One-Year Outlook and Investment Strategy

S&P 500 +10% to 4600

As we enter the 2nd quarter of 2023, investors are keeping a close eye on the markets and providing guidance on how to navigate the uncertain economic landscape. While there are headwinds that are impacting the market, there are also tailwinds that offer opportunities for patient investors.

One thing that is clear is that the 2023 recession has not been fully priced into stocks. This was a prediction made last year, and it has proven to be true. Analysts are also lowering their earnings forecasts, which is causing some concern for investors. Inflation remains too high for the Fed to respond with lower rates, and there is a decline in the money supply due to quantitative tightening by the US Treasury. Additionally, there is a moderate housing correction that has been worsened by the US Treasury selling its mortgage-backed securities into a rising rate environment, causing higher mortgage rates. These are all factors that are weighing on the market.

However, there are also tailwinds that investors should consider.

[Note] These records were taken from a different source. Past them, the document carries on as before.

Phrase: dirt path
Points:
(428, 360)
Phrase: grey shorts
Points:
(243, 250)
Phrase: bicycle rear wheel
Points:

Despite the bearish sentiment on Wall Street, the market was up 7% in the first quarter, which suggests that there is room for growth. NATO's patient containment of Putin is allowing energy prices to decline, and China's not-quite-zero tolerance policy is easing the worldwide chip shortage. Additionally, there are 1.4 billion Chinese consumers who are spending like they've been in lockdown for 26 months, which is expected to boost demand.

Harvest is advising our clients, in the face of these headwinds and tailwinds, that defensive equities are the way to go early in 2023, with mid-cap growth stocks being added in the second half of the year. Lengthening bond maturities from 3 months to 3 years is also recommended. And when weakness presents itself in mid-2023, we are prepared to buy.

It's important to keep in mind that risk management is key to success in the early part of 2023. However, there is an opportunity to earn a 20% return during the next year ending March 31, 2024. By staying invested in high-quality equities from Europe and well-diversified, defensive U.S. equities, investors can position themselves to benefit from the positive 10% addition to the S&P 500, reaching 4600, while being mindful of the expected decline to 3700 in the second half of 2023.

As Warren Buffet famously said, "Be fearful when others are greedy, and greedy when others are fearful." By staying the course and remaining disciplined, we will find opportunities in this volatile market.